Of mice and men: human ‘joint-on-a-chip’ looks to solve the puzzle of joint diseases
By LifETIME CDT Student: Abigail Wright (University of Birmingham)
Osteoarthritis (OA) refers to a group of debilitating diseases that prevent joints from working correctly. This is the main cause of adult disability. Despite this, we are unable to treat the disease and most patients find pain management ineffective. This is due to our limited understanding how cells change during OA. Will a ‘joint-on-a-chip’ be the key to helping us solve this puzzle?
Osteoarthritis (OA) refers to a group of debilitating diseases effecting the joint, commonly manifesting in chronic pain and reduced mobility. OA effects around 250 million people worldwide and is the most common contributor to global adult disability. OA is a progressive disease, increasing in severity overtime. Outlook is poor as it is anticipated that its impact will further increase, as populations continue to age.
A key reason for this is due to our limited understanding of the disease, such as how the cells in the joint change during the disease. This makes it difficult to effectively diagnose, treat, and monitor patient with OA. The World Health Organisation has highlighted the importance of addressing these issues through fundamental research, to prevent the anticipated increasing burden on individuals and healthcare systems.
Disease modelling is a crucial tool in disease research. By mimicking diseases in the lab, it is possible to understand how different changes in cells and tissues cause diseases such as OA. However, there is a reliance on animal models to predict what will happen in humans. Evidence now highlights the inability of animal models to do this. Stark differences in non-human biology mean that data generated from animal models cannot be translated into humans. This is a key explanation as to why treatments, developed from data generated in animal models, are not effective in clinical trials. The main reason for the use of animal models has been due to a lack of alternative ways to model human diseases. Now the limitations of these models are understood, novel ‘organ-on-a-chip’ (OoAC) platforms have been developed in response.

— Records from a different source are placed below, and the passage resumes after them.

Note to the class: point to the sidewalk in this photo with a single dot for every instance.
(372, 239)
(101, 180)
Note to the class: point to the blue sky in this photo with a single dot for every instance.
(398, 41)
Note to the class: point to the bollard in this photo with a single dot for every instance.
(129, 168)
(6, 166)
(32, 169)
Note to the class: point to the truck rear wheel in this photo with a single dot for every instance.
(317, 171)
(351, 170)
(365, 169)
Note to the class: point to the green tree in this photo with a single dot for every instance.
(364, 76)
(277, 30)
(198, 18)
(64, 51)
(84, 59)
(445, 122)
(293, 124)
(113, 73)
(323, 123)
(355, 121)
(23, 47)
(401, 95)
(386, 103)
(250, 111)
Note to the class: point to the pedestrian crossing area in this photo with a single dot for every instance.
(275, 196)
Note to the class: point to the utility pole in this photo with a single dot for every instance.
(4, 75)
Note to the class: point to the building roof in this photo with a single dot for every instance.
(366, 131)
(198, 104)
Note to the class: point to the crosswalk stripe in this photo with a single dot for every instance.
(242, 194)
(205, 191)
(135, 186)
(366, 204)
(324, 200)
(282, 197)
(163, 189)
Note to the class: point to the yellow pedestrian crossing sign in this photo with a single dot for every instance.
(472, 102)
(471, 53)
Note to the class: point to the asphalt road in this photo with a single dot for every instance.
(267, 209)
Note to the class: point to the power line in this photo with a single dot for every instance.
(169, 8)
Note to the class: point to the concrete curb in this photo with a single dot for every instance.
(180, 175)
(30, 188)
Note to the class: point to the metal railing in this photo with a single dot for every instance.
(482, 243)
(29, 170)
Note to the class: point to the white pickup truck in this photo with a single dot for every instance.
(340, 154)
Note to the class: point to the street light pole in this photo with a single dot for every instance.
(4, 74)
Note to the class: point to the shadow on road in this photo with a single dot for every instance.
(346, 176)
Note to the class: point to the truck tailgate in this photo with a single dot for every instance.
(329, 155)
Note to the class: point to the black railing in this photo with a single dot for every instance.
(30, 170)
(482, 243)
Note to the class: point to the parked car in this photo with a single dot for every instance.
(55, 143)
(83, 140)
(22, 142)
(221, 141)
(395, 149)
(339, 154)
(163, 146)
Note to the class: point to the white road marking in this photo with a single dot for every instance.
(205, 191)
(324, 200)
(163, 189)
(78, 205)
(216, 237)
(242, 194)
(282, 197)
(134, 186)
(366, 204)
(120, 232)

OoAC systems are small (around 250mm x 250mm) plastic ‘chips’. These systems are designed to allow us to peer inside the complex human body and understand its inner workings, to an extent not previously attainable. It is anticipated the use of ‘on-a-chip’ models will revolutionise research. Their development has required the effort of researchers across disciplines, and the concept was approached with the aim to engineer biology. In this way, we can ensure that we are replicating what we see happening in the body within the lab. Each OoAC is designed to mimic a specific tissue environment. In our bodies, cells exist within a multifaceted environment, comprising different chemicals, proteins, cell populations, and mechanics. We now understand cells are able to sense and respond to these cues and are essential to facilitating functionality of tissues. Within OoAC platforms, these complex environments can be recapitulated through specific designing and bioengineering of a ‘chip’. In this way, miniature organs can be grown in the lab and used in disease research and drug screening, instead of non-human animals. OoAC models have allowed researchers to harness tissues that work in a similar way to what happens within the body. In this way, more accurate predictions of human cellular responses and behaviour can be made, compared to animal models. Many different research groups have their own unique chip designs, depending on the tissue or organ they are recreating. The aim of my project is to develop a ‘joint-on-a-chip’ – a functioning, microscale human joint, which is yet to be achieved.
The joint is a multi-tissue system that works as a synergistic unit, allowing us to move two adjacent bones. My model must be able to mimic these different tissue environments. There are many ingredients that are required to build an environment that mimics what is seen in the body. For example, bone cells require a strong, stiff material to grow on. Cartilage cells prefer a softer more malleable material environment. These differences in material properties can have a big impact on how cells behave. Cells of joint tissues, such as bone and cartilage, are known to be able to sense and respond to mechanical stimuli. Owing to its main function of facilitating movement, a model of the joint must mimic its mechanical functionality. By establishing a ‘joint-on-a-chip’ that emulates the cell environment in health and disease, we can determine how cells change in response to different stimuli and identify how this can contribute to OA. We can identify new targets for drug development and screen them using a ‘OA-on-a-chip’ model, to predict what may happen within the human body. It is anticipated that these ‘chip’ systems will be revolutionise fundamental research and drug discovery processes. Leading the way to helping us solve the puzzle of OA and other currently untreatable diseases.